Sans le savoir, ces deux là vont se retrouver dans un blind date organisé. Bowie est foudroyé par la présence d’Iman et elle comprend vite qu’elle va vivre une belle histoire ! « Ma rencontre avec David m’a confortée dans cette idée qu’il existe une destinée pour chacun de nous », a-t-elle raconté par la suite. Pour elle, Bowie a arrêté de boire et a changé littéralement sa façon de vivre. Iman et David vont vivre une des plus belles histoires d’amour qui soit et vont s’épauler dans leurs projets respectifs.

Dialna - Iman Bowie
Iman et David Bowie
©Herb Ritts

 

Au début des années 90, Iman, toujours sur la côte ouest se transforme en chimiste, et mélange fonds de teint, pigments, et fait les essais sur son propre visage. Avec son appareil photo polaroïd, elle se prend elle-même en photo et compare ses résultats pour trouver ce qui convient le mieux à sa carnation. Elle prépare tranquillement sa ligne Iman Beauty. En 1994, elle lance officiellement sa gamme de cosmétiques pour peaux noires, Iman Cosmetics. Elle va alors contrôler tout le processus de création. La nouvelle femme d’affaires va remplacer la model avec brio. Le succès est alors au rendez-vous ! Aujourd’hui la marque existe toujours et une ligne de vêtements s’est ajoutée à son empire.

Dialna - Iman Bowie
Iman Cosmetics (DR)

Malgré les succès qu’elle a connu, Iman reste très attachée à sa religion et tient à honorer toutes les semaines le principe de la « Sadaqa » (l’aumône chez les musulmans). Elle prépare et sert des repas pour les enfants démunis de sa ville. Elle ne comprend pas comment dans un pays si riche comme les États-Unis, des enfants peuvent souffrir de malnutrition. Iman a aidé beaucoup d’organisations féministes notamment sur le sort des petites filles en Afrique, mais ne veut être affiliée à aucune structures.

Dialna - Iman Bowie
Iman Cosmetics (DR)

Un engagement politique qui dépasse la beauté

Son intégrité ne semble pas être qu’une façade. En 2004, elle rompt le contrat publicitaire qui la liait avec la société De Beers du groupe LVMH. Elle dénonçait ainsi la politique d’extraction diamantaire qui amène le gouvernement du Botswana à déplacer les populations autochtones du Bushmen. 
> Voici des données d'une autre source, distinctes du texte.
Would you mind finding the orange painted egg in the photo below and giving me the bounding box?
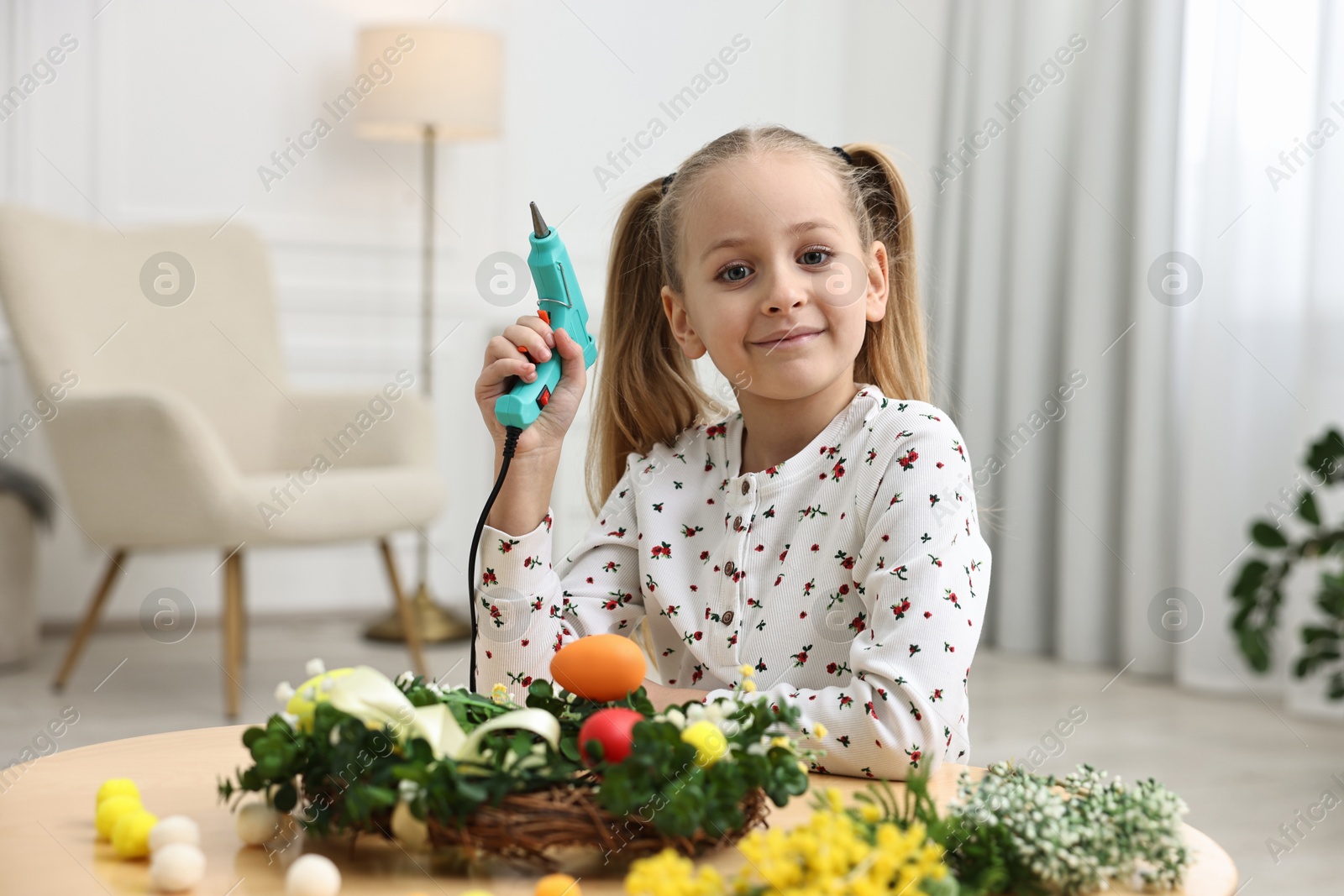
[551,634,645,703]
En 2012, le New York Times publie un article sur la white supremacy des podiums de mode, « The Nonblond  leading the blond ». Cette année là, aucune femme non blanche n’avait défilé en Europe. Iman monte alors au créneau avec ses deux amies, Naomi Campbell etc, en s’invitant sur les plateaux télé pour mettre en lumière cette discrimination honteuse ! Iman évoque des marques comme Céline qui ont recruté 0 femmes noire et / ou racisée ! La marque lui répond par interview interposé en déclarant que ces modèles ne sont pas « adaptées » à cette marque ! Iman surenchérit par le boycott pur et simple : « Si ces femmes noires ne sont pas adaptées à votre marque, alors mon argent ne l’est pas non plus pour acheter vos sacs ! » Iman comprend que la consommation est aussi un pouvoir et invite chacun.e à acheter chez des marques qui recrutent des personnes qui nous ressemblent.

Dialna - Iman Bowie
Iman (DR)

Faire un article complet sur Iman est juste impossible tellement cette personne est hyperactive, riche, intelligente et charismatique. Aujourd’hui cette femme d’affaire, mère, belle-mère et grand mère aime profiter de ses proches, de sa maison, de son business et faire le bien autour d’elle !  « Je conseille à la jeune génération de trouver votre tribu. Soyez plus fort ensemble, ne laissez jamais personne vous dire que vous n’êtes pas assez. Vous avez en vous une puissance inestimable. Car dans cette société rien ne va changer si vous n’activez pas le changement »

Le titre de reine lui va si bien. Dans le royaume Dialna, Iman trône dans notre coeur. Notre amour pour elle est inconditionnel et éternel ! waanu ku jecel nahay Iimane weligiis.